Abstract PDF HTML Upgrade to Chat

References (50)

Citations (32)

View on Semantic Scholar

Summary

The paper proposes a novel diffusion latent aligner that synchronizes visual and audio modalities by leveraging a shared embedding from pre-trained models.
The method integrates pre-existing single-modality models without extensive retraining, achieving superior results in benchmarks like FVD, KVD, and AV-align.
Experiments demonstrate significant improvements in semantic coherence and fidelity of generated multimodal content, offering a versatile approach for AI-driven multimedia creation.

Open-domain Visual-Audio Generation with Diffusion Latent Aligners

Introduction

The paper addresses the challenge of open-domain visual-audio generation, aiming to create synchronized video and audio content. This task has significant implications for content creation, enhancing multimedia experiences across various domains. The authors navigate the complexities of generating multimodal content by leveraging pre-existing, high-performance, single-modality generation models. They introduce an innovative approach that unifies these models through a shared latent representation space, facilitated by a Multimodality Latent Aligner built upon the ImageBind model. This work stands out by offering a versatile and resource-efficient solution to the joint visual-audio generation problem, showcasing notable improvements over existing methods.

Methods

Problem Formulation

The authors propose an optimization framework that integrates different modalities into a coherent generation process without requiring large-scale dataset training for new modalities. The process hinges on the concept of a Diffusion Latent Aligner, which uses the shared embedding space of ImageBind to guide the generation towards alignment with input conditions. This aligner acts during the denoising steps of the diffusion process, modifying latent variables to ensure compatibility between generated video and audio, or between any input and target modalities.

Diffusion Latent Aligner

The core of their method, the Diffusion Latent Aligner, operates by injecting alignment information during the generative process. It achieves this by measuring the distance between the generated content and the input condition within the ImageBind embedding space, then using this distance as feedback to adjust the generation trajectory. This approach represents a significant technical innovation, as it directly leverages the multimodal nature of the ImageBind model without additional resource-intensive retraining.

Experiments

The authors conduct comprehensive experiments to validate their framework, covering scenarios like video-to-audio, audio-to-video, joint video-audio generation, and image-to-audio generation. Through these experiments, the framework demonstrated its superiority in generating aligned and high-quality multimodal content. The results show significant improvements in benchmarks such as Frechet Video Distance (FVD), Kernel Video Distance (KVD), audio-video alignment (AV-align), among others, indicating enhanced fidelity and semantic coherence in generated content.

Discussion and Future Directions

Implications

This research introduces an elegant solution to multimodal content generation, offering tangible improvements in alignment and quality.
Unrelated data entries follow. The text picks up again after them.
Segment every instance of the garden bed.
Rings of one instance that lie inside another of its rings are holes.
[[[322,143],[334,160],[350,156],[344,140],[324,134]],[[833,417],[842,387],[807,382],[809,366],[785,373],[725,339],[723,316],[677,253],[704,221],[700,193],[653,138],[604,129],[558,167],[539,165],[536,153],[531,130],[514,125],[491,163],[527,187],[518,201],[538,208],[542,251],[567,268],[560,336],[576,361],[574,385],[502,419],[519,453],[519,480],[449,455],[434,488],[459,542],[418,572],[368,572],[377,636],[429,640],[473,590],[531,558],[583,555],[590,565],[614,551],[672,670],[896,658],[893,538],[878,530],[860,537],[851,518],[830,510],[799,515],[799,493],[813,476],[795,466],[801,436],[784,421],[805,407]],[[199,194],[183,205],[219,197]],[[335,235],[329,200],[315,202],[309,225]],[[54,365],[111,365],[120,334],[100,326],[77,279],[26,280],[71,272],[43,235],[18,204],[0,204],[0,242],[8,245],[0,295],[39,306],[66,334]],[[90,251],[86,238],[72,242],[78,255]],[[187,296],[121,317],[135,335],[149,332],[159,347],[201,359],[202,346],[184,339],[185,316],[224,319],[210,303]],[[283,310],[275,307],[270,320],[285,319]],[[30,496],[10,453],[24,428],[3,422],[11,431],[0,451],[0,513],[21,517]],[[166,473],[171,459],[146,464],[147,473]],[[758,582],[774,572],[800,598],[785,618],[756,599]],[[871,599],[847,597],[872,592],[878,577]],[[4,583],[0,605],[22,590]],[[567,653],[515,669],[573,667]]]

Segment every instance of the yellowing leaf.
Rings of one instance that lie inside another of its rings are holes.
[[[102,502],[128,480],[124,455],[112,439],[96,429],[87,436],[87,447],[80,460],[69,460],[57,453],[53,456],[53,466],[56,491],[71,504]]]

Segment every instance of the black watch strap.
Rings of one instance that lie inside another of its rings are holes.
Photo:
The approach benefits from avoiding the training of new, large models by intelligently leveraging existing resources, presenting a cost-effective and flexible methodology for visual-audio generation tasks.

Limitations and Future Work

While the framework achieves impressive performance, it inherits limitations from the base generative models it employs. Thus, future enhancements in these foundational models could further elevate performance. Additionally, exploring the application of this method in generating content for more modalities or in more constrained or specific domains could yield fruitful research avenues.

Conclusion

This paper presents a novel framework for open-domain visual-audio content generation that bridges the gap between pre-existing single-modality models through a shared, multimodal latent space. The approach demonstrates significant advancements in generating semantically aligned and high-quality multimodal content, marking a notable contribution to the field of AI-driven multimedia creation.